Tidak hanya itu, Indonesia pun resmi resesi pada awal November. Sebagai Menteri Sosial, tentu Juliari memahami situasi tersebut. Ketiga, saat proses persidangan berlangsung, Juliari belum pernah sekali pun mengakui perbuatannya. Padahal, pengadilan telah memutus bersalah pihak penyuap Juliari, salah satunya Ardian Iskandar.

Keempat, korupsi yang dilakukan Juliari langsung berdampak pada masyarakat.
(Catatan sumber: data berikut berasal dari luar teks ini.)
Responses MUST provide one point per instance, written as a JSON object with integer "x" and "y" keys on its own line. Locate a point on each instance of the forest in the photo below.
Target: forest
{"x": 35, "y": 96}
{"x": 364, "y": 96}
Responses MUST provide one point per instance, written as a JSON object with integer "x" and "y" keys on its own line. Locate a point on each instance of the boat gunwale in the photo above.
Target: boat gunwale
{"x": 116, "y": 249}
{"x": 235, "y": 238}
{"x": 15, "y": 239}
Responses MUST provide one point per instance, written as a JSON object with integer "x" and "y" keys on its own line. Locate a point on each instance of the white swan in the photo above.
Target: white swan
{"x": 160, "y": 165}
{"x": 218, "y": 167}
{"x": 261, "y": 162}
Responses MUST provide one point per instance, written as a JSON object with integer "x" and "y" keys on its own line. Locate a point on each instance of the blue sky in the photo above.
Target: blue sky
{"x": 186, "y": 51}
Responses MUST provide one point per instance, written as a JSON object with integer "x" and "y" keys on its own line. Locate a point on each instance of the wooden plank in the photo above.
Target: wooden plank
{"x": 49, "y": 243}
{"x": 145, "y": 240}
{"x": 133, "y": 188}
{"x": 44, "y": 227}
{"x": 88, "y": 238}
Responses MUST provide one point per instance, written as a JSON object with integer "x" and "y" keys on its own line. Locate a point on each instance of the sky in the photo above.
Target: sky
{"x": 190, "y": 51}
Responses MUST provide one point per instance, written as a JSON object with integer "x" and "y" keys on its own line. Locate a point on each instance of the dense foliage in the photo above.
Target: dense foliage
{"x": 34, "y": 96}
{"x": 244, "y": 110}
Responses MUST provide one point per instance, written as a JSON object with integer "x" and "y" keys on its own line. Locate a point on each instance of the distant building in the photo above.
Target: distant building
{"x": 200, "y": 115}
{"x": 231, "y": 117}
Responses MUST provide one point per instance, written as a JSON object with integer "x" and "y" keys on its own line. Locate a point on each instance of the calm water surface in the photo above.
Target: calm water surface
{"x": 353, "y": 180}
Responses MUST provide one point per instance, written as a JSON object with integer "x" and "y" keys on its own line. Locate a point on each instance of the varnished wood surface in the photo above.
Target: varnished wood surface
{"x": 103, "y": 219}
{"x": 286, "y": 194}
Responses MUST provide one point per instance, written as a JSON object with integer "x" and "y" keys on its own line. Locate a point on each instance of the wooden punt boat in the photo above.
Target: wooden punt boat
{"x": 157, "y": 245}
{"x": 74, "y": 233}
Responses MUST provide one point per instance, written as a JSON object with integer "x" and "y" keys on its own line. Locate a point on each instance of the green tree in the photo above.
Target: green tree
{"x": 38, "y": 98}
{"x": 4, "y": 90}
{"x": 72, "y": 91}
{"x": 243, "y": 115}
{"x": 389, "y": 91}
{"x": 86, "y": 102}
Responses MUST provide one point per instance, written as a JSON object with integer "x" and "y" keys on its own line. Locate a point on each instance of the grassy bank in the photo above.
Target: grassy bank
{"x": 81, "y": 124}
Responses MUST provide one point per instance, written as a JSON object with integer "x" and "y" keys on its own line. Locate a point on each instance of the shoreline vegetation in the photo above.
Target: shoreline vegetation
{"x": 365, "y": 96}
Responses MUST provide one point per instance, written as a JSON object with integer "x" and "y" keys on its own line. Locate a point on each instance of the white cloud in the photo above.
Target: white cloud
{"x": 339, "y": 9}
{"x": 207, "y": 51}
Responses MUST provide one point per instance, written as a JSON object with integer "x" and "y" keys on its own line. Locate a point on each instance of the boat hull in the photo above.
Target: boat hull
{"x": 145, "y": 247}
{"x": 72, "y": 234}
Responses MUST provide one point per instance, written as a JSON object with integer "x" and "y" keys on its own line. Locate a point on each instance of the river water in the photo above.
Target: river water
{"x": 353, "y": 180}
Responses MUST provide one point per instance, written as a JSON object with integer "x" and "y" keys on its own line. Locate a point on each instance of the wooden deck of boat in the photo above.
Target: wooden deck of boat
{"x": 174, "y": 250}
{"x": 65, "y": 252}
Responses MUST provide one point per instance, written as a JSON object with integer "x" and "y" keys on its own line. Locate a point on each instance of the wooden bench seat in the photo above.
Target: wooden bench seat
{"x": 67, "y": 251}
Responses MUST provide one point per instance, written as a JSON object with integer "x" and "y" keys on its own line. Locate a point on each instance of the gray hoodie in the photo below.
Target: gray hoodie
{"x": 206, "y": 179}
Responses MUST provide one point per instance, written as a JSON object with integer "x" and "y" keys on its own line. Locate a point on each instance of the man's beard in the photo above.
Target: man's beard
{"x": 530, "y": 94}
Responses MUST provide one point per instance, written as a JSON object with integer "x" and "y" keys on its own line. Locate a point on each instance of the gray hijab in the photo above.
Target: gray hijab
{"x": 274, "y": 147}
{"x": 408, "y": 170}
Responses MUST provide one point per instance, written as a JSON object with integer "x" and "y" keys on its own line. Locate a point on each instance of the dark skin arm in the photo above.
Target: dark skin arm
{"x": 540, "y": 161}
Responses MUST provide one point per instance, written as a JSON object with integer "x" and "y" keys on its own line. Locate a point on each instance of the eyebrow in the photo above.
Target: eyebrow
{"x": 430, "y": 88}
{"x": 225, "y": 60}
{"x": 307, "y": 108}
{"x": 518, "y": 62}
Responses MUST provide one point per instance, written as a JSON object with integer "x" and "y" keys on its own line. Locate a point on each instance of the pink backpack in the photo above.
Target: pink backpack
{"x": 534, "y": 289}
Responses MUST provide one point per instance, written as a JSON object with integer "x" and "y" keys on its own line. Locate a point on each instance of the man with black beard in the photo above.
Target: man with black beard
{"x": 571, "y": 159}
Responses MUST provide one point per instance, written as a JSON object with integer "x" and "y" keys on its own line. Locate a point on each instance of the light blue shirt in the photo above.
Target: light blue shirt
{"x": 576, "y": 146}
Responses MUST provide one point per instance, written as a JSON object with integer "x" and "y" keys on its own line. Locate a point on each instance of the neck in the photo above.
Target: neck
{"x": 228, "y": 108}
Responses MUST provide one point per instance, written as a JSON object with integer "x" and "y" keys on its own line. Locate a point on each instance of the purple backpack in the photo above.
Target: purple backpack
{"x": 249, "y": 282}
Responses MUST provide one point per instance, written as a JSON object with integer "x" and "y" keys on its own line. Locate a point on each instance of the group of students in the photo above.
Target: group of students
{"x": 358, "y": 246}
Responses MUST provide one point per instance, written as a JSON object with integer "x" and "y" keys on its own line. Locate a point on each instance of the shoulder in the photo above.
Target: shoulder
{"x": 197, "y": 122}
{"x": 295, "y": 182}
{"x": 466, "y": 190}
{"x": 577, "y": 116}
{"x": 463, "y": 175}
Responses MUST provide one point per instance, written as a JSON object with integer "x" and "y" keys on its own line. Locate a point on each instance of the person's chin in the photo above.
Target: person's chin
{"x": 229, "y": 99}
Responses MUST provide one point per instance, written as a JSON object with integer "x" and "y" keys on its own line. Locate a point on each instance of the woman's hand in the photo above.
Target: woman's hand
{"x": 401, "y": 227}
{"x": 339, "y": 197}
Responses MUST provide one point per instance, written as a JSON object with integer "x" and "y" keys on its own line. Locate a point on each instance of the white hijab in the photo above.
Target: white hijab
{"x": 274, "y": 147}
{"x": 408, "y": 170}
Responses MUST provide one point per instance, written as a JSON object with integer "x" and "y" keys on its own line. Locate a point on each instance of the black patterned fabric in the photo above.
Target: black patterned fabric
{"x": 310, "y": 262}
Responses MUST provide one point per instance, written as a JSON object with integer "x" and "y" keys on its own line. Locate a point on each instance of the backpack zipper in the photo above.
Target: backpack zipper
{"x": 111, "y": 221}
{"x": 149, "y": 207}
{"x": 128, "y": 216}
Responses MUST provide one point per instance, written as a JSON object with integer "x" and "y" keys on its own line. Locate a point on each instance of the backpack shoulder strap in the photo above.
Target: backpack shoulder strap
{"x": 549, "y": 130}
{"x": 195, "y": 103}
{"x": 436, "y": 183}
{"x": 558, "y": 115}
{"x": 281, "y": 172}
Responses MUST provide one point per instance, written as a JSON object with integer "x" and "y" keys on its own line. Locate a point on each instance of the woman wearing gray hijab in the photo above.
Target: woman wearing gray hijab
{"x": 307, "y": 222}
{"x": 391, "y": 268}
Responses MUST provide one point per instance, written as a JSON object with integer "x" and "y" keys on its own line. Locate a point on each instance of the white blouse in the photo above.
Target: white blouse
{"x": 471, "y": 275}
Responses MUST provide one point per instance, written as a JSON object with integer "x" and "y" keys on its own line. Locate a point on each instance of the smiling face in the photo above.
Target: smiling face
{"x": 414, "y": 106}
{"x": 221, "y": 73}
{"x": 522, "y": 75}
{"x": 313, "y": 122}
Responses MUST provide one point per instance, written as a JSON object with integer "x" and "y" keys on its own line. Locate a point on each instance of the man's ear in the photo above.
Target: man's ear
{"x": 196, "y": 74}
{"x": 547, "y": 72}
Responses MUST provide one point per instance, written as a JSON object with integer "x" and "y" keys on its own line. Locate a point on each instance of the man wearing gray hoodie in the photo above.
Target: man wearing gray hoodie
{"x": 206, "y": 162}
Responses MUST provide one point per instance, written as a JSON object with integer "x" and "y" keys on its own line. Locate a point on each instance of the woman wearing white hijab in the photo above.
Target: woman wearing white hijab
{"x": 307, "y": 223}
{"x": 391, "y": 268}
Mulai dari tidak mendapatkan bansos, kualitas bahan makanan buruk, hingga kuantitas penerimaan berbeda dengan masyarakat lain.

"Berangkat dari poin-poin di atas, jika KPK menuntut rendah Juliari, maka dugaan publik selama ini terkonfirmasi, yakni KPK ingin melindungi pelaku korupsi bansos," ujar Kurnia.

Berdasarkan catatan ICW, proses penanganan korupsi bansos di KPK dapat dikategorikan sangat buruk. Betapa tidak, indikasi KPK akan melokalisir perkara agar berhenti pada Juliari sangat kuat.

Kemudian proses penggeledahan KPK seringkali tidak menghasilkan temuan apapun. Dugaannya mengerutu pada dua hal, yaitu: kebocoran informasi di internal KPK atau penggeledahan yang tak kunjung dilakukan, padahal izin sudah diberikan oleh Dewan Pengawas.

ICW juga mensinyalir Pimpinan KPK maupun Dewan Pengawas merasa terganggu dengan proses hukum perkara bansos. Hal itu bisa dibuktikan dengan adanya Tes Wawasan Kebangsaan yang memberhentikan dua Penyidik perkara bansos (Andre Dedy Nainggolan/Kasatgas Penyidikan dan M Praswad Nugraha) dan putusan etik Dewan Pengawas terhadap penyidik.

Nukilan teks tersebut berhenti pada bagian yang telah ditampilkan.